Weather device rolls out new research possibilities

March 29 , 2011 -- Under rain-filled clouds and stormy skies, students had plenty of weather to measure when they gathered at SF State's Romberg Tiburon Center to learn about a new meteorological monitoring system on wheels.

Photo of CSU Mobile Atmospheric Profiling System (CSU-MAPS), a collection of state-of-the-art instruments mounted on a trailer with a 100-foot extendable tower.

CSU Mobile Atmospheric Profiling System (CSU-MAPS), a collection of state-of-the-art instruments mounted on a trailer with a 100-foot extendable tower.

The meteorology and oceanography students were the first class to work with the CSU Mobile Atmospheric Profiling System (CSU-MAPS), a unique tool acquired by SF State and San Jose State as part of a joint research initiative.

Mounted on a trailer with a 100-foot extendable tower, the new system allows faculty and students to quickly deploy a cache of state-of-the-art instruments in locations as diverse as city streets, coastal piers or alpine meadows. The device opens up new possibilities for faculty to research such topics as urban microclimates, the behavior of wildfires and the role of wetlands in removing carbon dioxide from the atmosphere. 

"This is much more than a weather station," said Andrew Oliphant, associate professor of geography. "This sophisticated suite of instruments allows us to profile the structure of the lowest two kilometers of the atmosphere in great detail and measure exchanges of carbon dioxide, water and energy between the surface and the atmosphere."

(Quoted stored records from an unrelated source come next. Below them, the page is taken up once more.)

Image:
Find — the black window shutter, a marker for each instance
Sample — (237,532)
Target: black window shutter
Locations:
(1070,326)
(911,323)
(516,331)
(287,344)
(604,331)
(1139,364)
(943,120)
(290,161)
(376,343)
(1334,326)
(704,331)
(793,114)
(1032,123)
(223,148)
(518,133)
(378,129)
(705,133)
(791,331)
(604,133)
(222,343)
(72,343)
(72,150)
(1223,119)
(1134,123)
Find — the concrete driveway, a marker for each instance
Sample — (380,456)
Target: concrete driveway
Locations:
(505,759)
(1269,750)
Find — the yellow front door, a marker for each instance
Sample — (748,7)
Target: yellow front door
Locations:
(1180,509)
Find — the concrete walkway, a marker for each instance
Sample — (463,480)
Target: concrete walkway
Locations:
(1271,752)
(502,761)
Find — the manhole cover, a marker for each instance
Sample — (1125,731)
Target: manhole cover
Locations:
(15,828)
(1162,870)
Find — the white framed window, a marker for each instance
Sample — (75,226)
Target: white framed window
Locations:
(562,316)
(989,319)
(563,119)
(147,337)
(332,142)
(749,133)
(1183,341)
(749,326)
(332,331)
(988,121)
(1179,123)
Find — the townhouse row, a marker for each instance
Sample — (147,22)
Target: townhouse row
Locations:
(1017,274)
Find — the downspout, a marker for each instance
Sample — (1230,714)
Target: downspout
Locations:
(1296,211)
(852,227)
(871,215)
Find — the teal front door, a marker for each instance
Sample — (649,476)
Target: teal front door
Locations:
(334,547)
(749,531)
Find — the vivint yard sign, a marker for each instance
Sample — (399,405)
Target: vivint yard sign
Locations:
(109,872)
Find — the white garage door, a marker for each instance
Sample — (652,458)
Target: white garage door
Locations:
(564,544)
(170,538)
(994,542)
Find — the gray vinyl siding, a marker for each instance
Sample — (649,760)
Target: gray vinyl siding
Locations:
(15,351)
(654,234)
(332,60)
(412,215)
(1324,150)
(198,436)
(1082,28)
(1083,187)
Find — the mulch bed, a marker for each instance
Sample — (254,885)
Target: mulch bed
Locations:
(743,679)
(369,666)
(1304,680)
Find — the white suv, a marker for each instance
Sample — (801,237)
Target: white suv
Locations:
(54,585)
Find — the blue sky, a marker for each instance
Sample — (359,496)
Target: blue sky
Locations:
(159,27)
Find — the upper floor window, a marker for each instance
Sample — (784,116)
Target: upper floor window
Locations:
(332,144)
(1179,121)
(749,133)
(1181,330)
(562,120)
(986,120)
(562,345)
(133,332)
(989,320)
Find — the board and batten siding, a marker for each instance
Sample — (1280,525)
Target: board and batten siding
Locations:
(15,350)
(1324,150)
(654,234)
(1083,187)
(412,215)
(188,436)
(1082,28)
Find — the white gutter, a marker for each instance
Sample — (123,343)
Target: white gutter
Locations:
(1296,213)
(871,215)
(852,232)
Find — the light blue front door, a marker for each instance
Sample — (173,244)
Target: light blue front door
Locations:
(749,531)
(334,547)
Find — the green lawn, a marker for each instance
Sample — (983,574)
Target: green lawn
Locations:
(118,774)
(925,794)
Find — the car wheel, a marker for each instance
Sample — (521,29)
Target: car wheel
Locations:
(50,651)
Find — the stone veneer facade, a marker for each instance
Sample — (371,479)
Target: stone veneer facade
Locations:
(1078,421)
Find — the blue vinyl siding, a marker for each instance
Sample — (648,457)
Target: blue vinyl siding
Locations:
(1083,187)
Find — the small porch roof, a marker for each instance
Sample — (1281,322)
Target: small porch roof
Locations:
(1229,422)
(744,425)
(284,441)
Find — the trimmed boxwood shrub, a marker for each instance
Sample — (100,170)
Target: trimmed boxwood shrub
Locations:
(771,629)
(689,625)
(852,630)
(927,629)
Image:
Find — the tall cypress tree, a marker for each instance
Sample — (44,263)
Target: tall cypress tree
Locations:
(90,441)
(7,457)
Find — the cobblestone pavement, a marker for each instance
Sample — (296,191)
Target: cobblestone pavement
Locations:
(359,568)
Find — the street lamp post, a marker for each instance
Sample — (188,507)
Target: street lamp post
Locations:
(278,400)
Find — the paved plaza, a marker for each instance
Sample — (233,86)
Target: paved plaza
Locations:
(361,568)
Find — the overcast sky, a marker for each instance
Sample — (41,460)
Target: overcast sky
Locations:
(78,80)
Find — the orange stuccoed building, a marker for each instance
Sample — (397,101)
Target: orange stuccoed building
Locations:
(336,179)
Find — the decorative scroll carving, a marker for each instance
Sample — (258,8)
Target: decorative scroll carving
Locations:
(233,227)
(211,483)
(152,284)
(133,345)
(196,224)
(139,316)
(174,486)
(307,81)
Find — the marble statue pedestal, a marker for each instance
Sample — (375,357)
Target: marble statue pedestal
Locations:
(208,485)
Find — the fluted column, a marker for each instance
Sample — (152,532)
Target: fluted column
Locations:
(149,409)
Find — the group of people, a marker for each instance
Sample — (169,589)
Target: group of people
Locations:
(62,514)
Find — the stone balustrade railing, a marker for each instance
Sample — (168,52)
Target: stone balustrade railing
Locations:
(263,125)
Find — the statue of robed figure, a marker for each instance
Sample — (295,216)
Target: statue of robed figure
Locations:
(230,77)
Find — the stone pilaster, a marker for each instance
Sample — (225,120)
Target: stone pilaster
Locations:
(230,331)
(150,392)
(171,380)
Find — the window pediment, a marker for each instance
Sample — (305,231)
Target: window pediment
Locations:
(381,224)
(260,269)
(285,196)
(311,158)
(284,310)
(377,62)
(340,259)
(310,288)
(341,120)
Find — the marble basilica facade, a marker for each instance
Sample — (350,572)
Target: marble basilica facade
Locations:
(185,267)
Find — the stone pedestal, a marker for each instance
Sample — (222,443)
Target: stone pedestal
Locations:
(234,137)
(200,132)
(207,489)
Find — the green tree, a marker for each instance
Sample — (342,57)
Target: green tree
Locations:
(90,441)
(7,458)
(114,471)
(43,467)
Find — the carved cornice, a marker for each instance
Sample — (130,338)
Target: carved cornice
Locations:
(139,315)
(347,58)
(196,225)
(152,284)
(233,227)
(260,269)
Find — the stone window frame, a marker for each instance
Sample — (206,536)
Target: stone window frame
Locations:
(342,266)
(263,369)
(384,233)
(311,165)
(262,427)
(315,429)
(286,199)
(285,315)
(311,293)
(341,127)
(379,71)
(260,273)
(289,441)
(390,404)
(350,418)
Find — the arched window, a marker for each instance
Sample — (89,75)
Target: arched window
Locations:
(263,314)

Oliphant together with Craig Clements, assistant professor of meteorology at San Jose State, obtained CSU-MAPS with an $800,000 American Recovery and Reinvestment Act grant from the National Science Foundation. It will be used across the CSU system. In addition to research projects, it will be used in more than 20 classes at multiple campuses, including meteorology, oceanography, geography and engineering.

CSU-MAPS is believed to be the only mobile meteorological profiling system of its type in the CSU and the state of California. The system includes two remote sensing devices -- one to measure temperature and humidity, and another that emits laser pulses to measure 3-dimensional wind fields.

Oliphant will use the new facility to measure how expanding cities and changing land use affects weather, pollution and climate change. "When we build cities and change land use, we alter the micro-scale dynamics of the atmosphere," said Oliphant. He will use the instrumentation to compare microclimates in San Francisco neighborhoods to improve urban planning and design. For example, with a better understanding of microclimates, city planners could increase the amount of park land and vegetation space, which naturally cools down hot neighborhoods and absorbs air pollutants.

Clements will use the new system to study how the atmosphere surrounding a wildfire influences the behavior of the fire and how the fire affects the local atmosphere. "These measurements will be used to develop and test fire behavior models, ultimately leading to improved wildfire prediction and increased firefighter and community safety," Clements said.